34 I have concerns in relation to your rehabilitation. You have some prior criminal history of violence. You have a history of other offending which has led to a short term of imprisonment and a suspended sentence hanging over your head at the time of this offending. That did not stop you engaging in this offending.
35 You have pleaded guilty but in my view have demonstrated no other remorse towards the complainant. You had family support in the past but you still offended. I accept that you are making effort to have a good relationship with your wife and children and parents. You have employment and increasing maturity. I consider your prospects of rehabilitation to be reasonable. In view of that and in view of your history of offending and failure to comply with past sentences I consider that specific deterrence must have some weight in sentencing you.
36 You are entitled to a significant discount for your plea of guilty. There was an early indication of your plea although not as early as contended for by your counsel. Your plea of guilty has had considerable utilitarian value in saving the cost and time of a trial. It has also save any trauma to the complainant. That plea of guilty I accept is an expression of remorse but only to a very limited extent. I repeat however that your plea of guilty has considerable utilitarian value.
37 I have taken into account in mitigation of sentence that you have since served a six months sentence of imprisonment. I accept that that has had some impact in respect of specific deterrence. I also consider that you lost the opportunity for concurrency because of the delay in these proceedings.
38 In respect of the cannabis charge I note that that is a small amount and accordingly is relatively minor offending. It is concerning in view of your prior history of drug offending. I accept for the purposes of this sentence that you have stopped using illegal drugs.
39 I considered imposing a community correction order. You have been assessed as suitable but I do not consider either a community correction order or a sentence of say three months imprisonment plus a community correction order would adequately reflect the sentencing considerations of denunciation, just punishment, general deterrence and specific deterrence.
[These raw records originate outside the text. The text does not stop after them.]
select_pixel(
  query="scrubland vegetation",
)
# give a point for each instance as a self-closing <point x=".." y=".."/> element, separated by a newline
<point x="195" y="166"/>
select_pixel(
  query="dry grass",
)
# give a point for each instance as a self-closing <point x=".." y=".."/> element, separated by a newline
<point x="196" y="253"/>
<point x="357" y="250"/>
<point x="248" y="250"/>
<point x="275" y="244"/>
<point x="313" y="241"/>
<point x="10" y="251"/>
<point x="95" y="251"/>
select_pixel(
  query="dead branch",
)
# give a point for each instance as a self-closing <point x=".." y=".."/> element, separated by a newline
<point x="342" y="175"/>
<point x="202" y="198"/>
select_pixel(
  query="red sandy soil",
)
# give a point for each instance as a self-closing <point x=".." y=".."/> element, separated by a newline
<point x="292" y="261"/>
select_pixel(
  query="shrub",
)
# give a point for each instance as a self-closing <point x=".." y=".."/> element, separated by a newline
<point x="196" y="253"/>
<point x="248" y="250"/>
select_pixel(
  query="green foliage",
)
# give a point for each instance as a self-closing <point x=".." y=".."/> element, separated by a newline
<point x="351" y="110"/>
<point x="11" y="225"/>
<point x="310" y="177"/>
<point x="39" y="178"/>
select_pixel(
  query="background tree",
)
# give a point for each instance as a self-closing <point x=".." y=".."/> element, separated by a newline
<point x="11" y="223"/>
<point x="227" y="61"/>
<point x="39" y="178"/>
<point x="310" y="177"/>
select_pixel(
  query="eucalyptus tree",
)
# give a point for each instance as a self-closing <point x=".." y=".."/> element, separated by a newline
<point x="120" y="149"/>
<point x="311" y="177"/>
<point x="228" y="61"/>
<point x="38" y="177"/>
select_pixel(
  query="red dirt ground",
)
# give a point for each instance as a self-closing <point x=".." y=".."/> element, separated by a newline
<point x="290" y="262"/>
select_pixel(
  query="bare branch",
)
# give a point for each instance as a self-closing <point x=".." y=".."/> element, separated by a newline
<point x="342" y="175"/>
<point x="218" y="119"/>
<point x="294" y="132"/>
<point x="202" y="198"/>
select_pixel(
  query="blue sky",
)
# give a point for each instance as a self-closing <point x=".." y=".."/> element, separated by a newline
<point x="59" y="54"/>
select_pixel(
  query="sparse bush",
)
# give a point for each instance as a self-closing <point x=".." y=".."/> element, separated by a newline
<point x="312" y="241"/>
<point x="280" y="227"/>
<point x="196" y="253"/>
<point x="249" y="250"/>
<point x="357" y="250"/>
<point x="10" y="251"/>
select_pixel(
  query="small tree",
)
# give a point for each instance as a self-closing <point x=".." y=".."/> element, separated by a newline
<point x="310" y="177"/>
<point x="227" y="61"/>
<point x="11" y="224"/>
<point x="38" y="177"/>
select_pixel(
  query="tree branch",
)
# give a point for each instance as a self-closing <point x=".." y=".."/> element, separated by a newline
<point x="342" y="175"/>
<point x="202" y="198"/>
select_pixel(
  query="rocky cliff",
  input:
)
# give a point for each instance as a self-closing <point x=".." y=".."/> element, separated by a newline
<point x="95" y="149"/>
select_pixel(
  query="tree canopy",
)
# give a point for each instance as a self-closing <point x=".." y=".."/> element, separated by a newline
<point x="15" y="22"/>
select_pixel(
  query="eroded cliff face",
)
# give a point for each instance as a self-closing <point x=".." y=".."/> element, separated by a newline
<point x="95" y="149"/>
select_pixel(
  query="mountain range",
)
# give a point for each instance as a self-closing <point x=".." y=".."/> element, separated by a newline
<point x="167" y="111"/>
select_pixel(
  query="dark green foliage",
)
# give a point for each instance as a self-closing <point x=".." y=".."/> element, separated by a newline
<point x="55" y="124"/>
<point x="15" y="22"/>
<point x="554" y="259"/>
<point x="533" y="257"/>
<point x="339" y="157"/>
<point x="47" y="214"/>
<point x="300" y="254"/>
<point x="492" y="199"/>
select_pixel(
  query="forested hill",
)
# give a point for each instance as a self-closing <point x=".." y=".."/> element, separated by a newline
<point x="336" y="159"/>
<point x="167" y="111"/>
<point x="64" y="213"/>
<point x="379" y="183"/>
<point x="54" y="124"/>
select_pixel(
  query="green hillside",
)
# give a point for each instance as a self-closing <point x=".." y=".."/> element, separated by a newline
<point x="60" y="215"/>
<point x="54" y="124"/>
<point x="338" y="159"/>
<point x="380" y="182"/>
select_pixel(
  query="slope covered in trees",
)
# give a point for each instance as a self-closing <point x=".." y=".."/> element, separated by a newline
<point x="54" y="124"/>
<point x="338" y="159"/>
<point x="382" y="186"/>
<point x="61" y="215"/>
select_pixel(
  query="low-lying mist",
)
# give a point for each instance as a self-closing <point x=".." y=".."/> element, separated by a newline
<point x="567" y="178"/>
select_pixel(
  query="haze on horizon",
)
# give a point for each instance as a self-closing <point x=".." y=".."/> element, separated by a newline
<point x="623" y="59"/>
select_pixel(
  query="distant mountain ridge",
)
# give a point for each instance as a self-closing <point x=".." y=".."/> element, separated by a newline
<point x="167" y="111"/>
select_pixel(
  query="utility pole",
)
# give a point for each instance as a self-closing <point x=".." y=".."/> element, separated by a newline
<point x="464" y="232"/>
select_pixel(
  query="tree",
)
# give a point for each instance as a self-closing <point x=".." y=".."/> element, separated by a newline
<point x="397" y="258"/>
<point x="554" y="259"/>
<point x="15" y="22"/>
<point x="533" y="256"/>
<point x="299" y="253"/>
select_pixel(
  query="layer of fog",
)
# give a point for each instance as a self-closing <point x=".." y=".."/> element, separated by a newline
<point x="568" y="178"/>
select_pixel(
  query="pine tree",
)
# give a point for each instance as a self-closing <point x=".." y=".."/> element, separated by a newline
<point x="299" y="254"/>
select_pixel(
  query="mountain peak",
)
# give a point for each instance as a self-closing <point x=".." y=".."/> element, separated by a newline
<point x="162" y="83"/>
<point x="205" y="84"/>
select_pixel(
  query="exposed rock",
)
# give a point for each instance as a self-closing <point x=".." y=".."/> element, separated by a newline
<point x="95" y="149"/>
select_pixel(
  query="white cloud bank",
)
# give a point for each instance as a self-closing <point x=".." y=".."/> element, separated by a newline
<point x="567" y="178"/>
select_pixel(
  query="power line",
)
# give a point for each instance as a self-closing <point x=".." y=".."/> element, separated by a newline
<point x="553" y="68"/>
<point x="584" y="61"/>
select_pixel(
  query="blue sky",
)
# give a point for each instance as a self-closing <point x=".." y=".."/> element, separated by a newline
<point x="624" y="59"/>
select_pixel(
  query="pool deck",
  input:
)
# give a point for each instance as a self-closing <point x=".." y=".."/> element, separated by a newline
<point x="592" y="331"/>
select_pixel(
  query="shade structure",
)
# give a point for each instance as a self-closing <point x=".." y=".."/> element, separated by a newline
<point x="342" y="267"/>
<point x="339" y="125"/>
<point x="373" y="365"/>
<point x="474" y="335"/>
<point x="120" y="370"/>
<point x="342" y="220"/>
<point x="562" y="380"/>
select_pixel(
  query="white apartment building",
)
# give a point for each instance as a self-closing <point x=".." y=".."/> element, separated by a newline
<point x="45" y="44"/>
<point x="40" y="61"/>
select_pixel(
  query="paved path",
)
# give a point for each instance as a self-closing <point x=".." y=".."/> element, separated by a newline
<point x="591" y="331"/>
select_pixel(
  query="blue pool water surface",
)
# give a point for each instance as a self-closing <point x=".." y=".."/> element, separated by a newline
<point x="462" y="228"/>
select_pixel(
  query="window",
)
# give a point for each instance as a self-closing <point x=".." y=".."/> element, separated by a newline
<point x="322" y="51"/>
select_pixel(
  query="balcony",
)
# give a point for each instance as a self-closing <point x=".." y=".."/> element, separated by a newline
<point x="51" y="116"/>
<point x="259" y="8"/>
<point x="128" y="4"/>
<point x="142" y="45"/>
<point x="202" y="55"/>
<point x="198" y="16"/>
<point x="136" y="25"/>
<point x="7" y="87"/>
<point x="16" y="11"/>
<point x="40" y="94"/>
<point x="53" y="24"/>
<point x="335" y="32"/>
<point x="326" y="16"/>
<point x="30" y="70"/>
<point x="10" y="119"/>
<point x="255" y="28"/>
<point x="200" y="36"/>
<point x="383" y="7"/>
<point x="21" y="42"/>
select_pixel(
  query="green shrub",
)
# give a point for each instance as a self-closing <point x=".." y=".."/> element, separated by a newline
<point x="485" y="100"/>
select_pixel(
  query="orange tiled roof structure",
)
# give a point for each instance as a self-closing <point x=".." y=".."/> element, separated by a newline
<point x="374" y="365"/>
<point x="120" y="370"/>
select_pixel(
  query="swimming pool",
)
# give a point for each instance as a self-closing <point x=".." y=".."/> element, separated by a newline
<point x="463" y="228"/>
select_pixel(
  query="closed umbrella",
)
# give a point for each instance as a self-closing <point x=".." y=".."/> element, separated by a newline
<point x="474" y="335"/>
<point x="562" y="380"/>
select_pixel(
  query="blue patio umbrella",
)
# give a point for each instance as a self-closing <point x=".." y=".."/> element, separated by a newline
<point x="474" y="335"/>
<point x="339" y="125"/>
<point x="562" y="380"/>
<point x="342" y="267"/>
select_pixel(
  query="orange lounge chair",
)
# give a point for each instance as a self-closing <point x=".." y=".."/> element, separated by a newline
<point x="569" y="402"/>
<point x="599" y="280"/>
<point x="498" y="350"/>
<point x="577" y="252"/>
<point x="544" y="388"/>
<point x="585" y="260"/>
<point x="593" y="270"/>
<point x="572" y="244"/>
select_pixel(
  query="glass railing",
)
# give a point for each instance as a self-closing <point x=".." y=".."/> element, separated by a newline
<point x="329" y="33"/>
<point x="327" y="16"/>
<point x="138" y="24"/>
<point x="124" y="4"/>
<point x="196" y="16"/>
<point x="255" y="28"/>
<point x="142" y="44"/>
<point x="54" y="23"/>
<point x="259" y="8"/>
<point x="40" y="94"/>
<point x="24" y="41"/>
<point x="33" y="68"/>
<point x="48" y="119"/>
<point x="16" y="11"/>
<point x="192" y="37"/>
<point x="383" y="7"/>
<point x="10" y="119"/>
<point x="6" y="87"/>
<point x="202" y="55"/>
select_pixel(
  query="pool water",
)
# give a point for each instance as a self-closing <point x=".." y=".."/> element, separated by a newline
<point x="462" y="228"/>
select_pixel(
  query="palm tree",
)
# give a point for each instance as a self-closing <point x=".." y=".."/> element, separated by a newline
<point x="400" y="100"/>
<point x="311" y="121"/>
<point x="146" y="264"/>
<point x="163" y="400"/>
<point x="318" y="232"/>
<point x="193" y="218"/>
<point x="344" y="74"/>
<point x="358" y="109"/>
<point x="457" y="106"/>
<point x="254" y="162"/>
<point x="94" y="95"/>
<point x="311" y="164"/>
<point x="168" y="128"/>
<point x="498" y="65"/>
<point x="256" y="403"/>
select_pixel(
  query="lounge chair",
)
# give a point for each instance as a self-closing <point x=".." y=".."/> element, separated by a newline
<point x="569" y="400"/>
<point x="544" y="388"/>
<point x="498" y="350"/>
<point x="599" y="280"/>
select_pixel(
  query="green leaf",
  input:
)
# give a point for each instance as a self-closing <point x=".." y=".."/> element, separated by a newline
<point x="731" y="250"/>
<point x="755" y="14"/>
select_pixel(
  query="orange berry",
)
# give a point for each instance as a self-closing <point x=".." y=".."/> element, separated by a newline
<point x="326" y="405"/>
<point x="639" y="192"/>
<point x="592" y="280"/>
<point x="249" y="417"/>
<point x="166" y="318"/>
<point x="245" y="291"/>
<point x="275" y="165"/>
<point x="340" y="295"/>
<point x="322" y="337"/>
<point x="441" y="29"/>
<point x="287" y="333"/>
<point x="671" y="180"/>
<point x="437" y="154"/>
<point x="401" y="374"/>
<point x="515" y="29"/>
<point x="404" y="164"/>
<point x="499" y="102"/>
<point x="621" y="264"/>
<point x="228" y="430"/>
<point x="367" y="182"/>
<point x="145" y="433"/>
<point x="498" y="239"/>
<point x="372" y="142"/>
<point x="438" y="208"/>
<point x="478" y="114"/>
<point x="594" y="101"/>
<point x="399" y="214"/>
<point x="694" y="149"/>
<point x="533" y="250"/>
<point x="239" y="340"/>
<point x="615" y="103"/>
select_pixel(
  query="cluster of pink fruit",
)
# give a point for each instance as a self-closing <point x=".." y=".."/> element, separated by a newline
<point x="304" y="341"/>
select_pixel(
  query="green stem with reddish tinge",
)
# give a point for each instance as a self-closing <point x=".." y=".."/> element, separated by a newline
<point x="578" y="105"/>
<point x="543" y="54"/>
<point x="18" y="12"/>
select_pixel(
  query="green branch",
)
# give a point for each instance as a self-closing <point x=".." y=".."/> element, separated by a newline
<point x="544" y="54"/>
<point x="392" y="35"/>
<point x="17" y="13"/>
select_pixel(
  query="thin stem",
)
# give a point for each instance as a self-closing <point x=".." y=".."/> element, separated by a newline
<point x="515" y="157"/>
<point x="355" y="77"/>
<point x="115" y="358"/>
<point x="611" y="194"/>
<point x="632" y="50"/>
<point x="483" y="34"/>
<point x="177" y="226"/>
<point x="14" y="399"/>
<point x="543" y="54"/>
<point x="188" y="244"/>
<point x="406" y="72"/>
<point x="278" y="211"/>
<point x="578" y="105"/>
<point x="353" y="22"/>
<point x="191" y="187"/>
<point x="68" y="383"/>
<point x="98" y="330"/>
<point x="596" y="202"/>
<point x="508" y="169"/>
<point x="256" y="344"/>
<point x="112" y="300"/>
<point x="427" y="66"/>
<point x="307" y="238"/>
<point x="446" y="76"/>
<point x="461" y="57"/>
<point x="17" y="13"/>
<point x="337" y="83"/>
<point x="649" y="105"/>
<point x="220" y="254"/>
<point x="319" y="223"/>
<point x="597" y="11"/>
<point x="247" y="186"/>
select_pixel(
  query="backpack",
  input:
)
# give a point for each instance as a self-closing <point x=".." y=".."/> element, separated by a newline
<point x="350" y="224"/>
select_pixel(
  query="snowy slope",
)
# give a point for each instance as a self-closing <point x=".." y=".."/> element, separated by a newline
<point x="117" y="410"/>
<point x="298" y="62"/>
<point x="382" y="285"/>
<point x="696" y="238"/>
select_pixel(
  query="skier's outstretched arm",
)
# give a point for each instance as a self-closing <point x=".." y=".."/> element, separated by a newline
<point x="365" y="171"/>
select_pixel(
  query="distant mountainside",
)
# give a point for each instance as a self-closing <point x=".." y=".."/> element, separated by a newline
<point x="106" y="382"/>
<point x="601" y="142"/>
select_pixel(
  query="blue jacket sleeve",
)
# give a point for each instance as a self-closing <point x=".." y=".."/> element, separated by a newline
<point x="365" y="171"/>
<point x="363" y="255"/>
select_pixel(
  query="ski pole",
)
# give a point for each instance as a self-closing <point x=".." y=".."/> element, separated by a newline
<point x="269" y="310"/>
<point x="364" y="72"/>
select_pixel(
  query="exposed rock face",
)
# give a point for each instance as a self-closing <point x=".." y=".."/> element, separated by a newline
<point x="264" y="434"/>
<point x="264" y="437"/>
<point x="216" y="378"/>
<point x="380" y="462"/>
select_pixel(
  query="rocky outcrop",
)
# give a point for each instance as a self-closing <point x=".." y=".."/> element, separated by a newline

I consider that a sentence of imprisonment is the only sentence that would adequately meet those sentencing objectives.
40 Could you please stand Mr Gharfari.
41 In respect of Charge 1, causing injury intentionally you are convicted and sentenced to 12 months imprisonment.
42 On Charge 2, possession of a drug of dependence you are convicted and fined $400.
43 I fix six months as the period to be served before you are eligible for release on parole. I declare that you have spent 49 days by way of pre-sentence detention which is to be deducted administratively.
44 I make the order for a retention of the forensic sample taken from you. I make that order because of the seriousness of the circumstances of this offending, your prior convictions and that the making of the order is not opposed. I also have made the order for disposal of the cannabis.
45 But for your plea of guilty I would have sentenced you to a term of imprisonment of 18 months with a non-parole period of 12 months.